GitHub is preparing several hosted-runner image migrations that could affect CI pipelines in June. Windows labels will move to Visual Studio 2026, macOS latest will move to macOS 26, and GitHub is taking over maintenance of Arm64 runner images.

GitHub Actions: Upcoming image migrations GitHub Changelog 3 min
GitHub Actions sets June dates for runner image changes
Hosted runner image changes can arrive as build failures unless workflows are pinned or tested early.

GitHub has put dates on a set of hosted-runner image changes that are worth checking before June, especially for projects with mixed PHP, Node, mobile or Windows build pipelines.

The most immediate change is for Windows runners. GitHub says the `windows-latest` and `windows-2025` labels will migrate to images using Visual Studio 2026 by default. The rollout starts on 8 June 2026 and is due to complete by 15 June. Teams that want to test early can point jobs at `windows-2025-vs2026`. Teams that need to stay on Visual Studio 2022 should pin `runs-on` to `windows-2022`.

The macOS change follows close behind. From 15 June, GitHub will begin a 30-day migration of `macos-latest` so that it points to the macOS 26 image instead of macOS 15. Anyone who needs the older image should target `macos-15` directly.

There is also an Arm64 maintenance change. GitHub says it now owns and maintains the Arm64 hosted runner images that were previously maintained by Arm Limited.

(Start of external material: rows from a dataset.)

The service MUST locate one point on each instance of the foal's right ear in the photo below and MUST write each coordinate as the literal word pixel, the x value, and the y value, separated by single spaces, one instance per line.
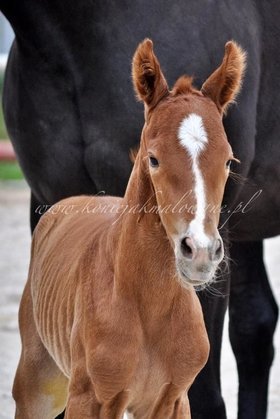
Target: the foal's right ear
pixel 149 82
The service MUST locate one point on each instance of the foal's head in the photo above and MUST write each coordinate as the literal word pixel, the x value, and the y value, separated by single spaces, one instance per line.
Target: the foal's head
pixel 187 156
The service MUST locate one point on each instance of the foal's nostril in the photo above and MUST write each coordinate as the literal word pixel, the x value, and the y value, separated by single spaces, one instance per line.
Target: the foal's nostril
pixel 186 248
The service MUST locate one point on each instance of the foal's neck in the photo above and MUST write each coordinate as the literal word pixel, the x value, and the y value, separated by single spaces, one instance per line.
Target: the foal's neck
pixel 145 267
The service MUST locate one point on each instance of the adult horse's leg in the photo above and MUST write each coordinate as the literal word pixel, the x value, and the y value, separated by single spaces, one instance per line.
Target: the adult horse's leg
pixel 205 394
pixel 253 316
pixel 36 211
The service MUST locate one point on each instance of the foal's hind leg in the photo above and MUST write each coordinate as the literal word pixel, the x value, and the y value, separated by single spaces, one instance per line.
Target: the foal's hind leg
pixel 40 389
pixel 253 315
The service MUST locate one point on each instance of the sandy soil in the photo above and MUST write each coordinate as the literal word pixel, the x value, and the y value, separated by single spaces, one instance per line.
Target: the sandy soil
pixel 14 256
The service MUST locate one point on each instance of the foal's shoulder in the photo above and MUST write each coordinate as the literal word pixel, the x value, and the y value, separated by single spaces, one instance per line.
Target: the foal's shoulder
pixel 77 212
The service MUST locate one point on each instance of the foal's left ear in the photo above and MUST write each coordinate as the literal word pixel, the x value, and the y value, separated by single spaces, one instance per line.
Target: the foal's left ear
pixel 148 80
pixel 224 84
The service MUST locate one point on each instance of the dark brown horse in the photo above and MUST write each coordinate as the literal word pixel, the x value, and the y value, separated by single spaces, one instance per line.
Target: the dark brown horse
pixel 68 103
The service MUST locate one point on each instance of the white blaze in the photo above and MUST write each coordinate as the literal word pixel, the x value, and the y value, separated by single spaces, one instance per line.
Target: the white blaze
pixel 193 138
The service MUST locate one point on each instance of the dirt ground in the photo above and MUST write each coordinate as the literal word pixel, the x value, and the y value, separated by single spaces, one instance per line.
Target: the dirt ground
pixel 14 256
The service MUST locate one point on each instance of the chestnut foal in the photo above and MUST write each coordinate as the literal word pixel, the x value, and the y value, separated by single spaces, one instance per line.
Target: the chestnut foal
pixel 109 318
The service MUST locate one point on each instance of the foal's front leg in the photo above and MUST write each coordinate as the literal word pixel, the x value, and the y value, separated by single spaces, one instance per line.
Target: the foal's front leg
pixel 171 404
pixel 84 404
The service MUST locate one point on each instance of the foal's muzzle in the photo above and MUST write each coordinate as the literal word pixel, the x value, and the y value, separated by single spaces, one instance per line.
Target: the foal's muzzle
pixel 196 264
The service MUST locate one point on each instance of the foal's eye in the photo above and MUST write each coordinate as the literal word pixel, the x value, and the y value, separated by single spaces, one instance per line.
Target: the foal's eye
pixel 228 164
pixel 153 161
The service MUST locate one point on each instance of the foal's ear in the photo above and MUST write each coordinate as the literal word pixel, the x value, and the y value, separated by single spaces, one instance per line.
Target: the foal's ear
pixel 224 84
pixel 149 82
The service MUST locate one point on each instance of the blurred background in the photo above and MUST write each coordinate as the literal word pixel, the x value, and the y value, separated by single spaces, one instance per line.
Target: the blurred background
pixel 14 258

Windows 11 Arm images have already moved to GitHub-managed builds and pipelines; Ubuntu 24.04 Arm and Ubuntu 22.04 Arm are being migrated to GitHub internal pipelines. During that transition, those Ubuntu Arm images will not receive updates and new release notes will not appear in the old `actions/partner-runner-images` repository. Support is moving to `actions/runner-images`.

GitHub says Arm64 image functionality and compatibility remain the same, with no packages added or removed as part of that transition. Even so, the practical advice is to avoid discovering image drift during a client release.

For Laravel and PHP teams, this mostly affects the edges of the stack rather than `composer test` itself: browser tests that depend on Chrome or Edge versions, asset builds that depend on Node or native packages, extension builds, Windows compatibility checks, and any workflow that uses macOS for mobile packaging or notarisation. If the project uses broad labels such as `windows-latest` or `macos-latest`, now is the time to run a scheduled test against the future label, or pin the old one until the pipeline is ready.

The safest small task this week is to search workflow files for `windows-latest`, `windows-2025` and `macos-latest`, then decide whether each job wants freshness or stability. For release-critical workflows, explicit labels usually beat surprise upgrades. If the pipeline is not normally touched until it breaks, make this a calendar task now; hosted image migrations are exactly the kind of infrastructure change that arrive as a “random” Monday failure.